How the Portuguese Term “Saudade” Relates to Travel

Originally published on PassionPassport.com

There’s a Portuguese word I became quite obsessed with a few years ago when I read it while researching Lisbon and the fado music genre that originated there in the early 1800s.

That word is saudade.

Similar to the Danish hygge and the Welsh hiraeth, it doesn’t have a direct word-for-word translation into English. Saudade essentially refers to one of two things: a profound sense of melancholy, or the emotional state of being nostalgic.

I’ve seen it described as the “presence of absence,” a “longing for something that does not and probably cannot exist,” and the “feeling of missing something or someone.” It’s one of those tricky, untranslatable words that has to be described with phrases and hand motions. It makes sense, but there’s no single word in English that means the exact same thing, there’s no quick way to define it for someone else to understand.

There are many, many words like this in languages from around the world. But saudade stuck out to me when I first read it, and it stuck with me as I traveled around Europe during the long summer of 2016.

Saudade initially seems like an innately sad word, referring to a feeling that is more negative than positive. But I don’t think that’s the case at all.

The word is supposedly characteristic of Portuguese culture. While I don’t know nearly enough Portuguese people to judge whether that’s even remotely true, I will go as far as saying that saudade is definitely characteristic of travel itself.

Like saudade, travel is a tricky thing. The word is flung around and used in many ways, to refer to any number of types of trips and journeys. My “travel” may not look anything at all like your “travel,” which won’t look anything like your friend’s “travel” — and so on and so forth. The point is, travel means many different things to many different people.

When I travel, I am Atlas with the world on my shoulders. I worry; I watch; I wonder. I am quiet — usually too quiet — and I miss things more often than I should. I feel the very deep melancholy, the sense of nostalgia, and the “presence of absence” that is saudade.

This is all to say, I don’t travel lightly. For that reason, I sometimes feel like saudade can seem like a burden, something that holds me back from embracing “true travel” (or whatever my brain tells me that is).

Feeling melancholy, being nostalgic, and missing something that’s not there and might never have been — that’s not sad. That’s heavy. The traveler aware of those emotions is in touch with the world around them. They know the weight of what it means to experience another place, to form expectations and measure those against reality, to consider how history shaped today will shape tomorrow.
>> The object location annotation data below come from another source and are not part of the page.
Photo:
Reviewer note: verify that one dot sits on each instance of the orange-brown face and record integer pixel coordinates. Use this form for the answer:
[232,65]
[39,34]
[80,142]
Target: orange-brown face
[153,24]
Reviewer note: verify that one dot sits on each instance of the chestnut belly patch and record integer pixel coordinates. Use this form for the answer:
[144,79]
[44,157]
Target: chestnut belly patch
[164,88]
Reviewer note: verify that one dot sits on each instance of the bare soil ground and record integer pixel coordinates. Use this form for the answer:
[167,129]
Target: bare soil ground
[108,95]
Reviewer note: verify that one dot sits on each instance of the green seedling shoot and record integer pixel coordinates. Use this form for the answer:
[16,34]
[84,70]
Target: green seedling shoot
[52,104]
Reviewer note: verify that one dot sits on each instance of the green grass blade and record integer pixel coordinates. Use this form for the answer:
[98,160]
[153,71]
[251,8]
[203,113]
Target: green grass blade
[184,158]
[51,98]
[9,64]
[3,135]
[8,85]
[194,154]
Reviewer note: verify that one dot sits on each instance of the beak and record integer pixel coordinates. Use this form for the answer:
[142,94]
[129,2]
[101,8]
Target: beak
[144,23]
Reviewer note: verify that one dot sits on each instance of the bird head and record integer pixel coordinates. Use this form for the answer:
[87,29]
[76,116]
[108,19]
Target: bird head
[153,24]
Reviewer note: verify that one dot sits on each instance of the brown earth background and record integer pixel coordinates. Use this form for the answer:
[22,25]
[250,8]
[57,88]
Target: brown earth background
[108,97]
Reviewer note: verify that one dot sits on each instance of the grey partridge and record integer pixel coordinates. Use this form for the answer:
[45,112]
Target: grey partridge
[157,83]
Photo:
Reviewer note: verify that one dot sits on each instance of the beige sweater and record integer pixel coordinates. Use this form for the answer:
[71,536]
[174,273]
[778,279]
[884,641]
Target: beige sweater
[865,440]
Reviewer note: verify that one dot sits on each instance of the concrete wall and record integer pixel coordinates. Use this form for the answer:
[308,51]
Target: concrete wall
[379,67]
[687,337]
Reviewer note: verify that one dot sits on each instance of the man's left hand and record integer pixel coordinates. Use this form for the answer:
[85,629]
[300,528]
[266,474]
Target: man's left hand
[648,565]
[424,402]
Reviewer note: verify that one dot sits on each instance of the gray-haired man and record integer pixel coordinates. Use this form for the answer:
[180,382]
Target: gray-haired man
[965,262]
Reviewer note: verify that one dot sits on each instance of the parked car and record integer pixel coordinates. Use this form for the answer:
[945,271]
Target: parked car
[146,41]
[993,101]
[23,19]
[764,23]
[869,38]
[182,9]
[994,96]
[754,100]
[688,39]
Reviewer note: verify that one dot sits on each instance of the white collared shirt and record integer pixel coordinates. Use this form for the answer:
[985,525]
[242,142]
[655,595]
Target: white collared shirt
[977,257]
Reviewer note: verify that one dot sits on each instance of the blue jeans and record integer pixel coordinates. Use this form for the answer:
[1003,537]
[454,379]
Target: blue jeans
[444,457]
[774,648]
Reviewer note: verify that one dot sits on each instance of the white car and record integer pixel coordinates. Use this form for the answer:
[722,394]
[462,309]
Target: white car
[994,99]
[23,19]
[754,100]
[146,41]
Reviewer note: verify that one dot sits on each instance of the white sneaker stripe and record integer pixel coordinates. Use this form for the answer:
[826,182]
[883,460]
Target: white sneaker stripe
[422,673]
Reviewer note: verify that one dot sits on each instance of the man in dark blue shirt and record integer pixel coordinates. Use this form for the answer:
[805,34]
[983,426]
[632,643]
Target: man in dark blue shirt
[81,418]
For me, travel is observation. It’s a chance to see and experience the world and let the entirety of what that means sink in. It’s taking into consideration the number of lives being lived in the place you’re visiting, the centuries upon centuries of history that linger in the air you walk through, and the deep ties to the very makeup of life itself that you find in each new place. Travel is recognizing that the past happened, the present is now, and the future is being shaped in each location — and no two are the same.

If you let it, the heaviness of saudade can lead you around the world. Its weight won’t tie you down, but instead, will anchor you to a ship that is uniquely your own as you experience everything the places of this world have to offer.

Saudade is not a burden; it’s a gift.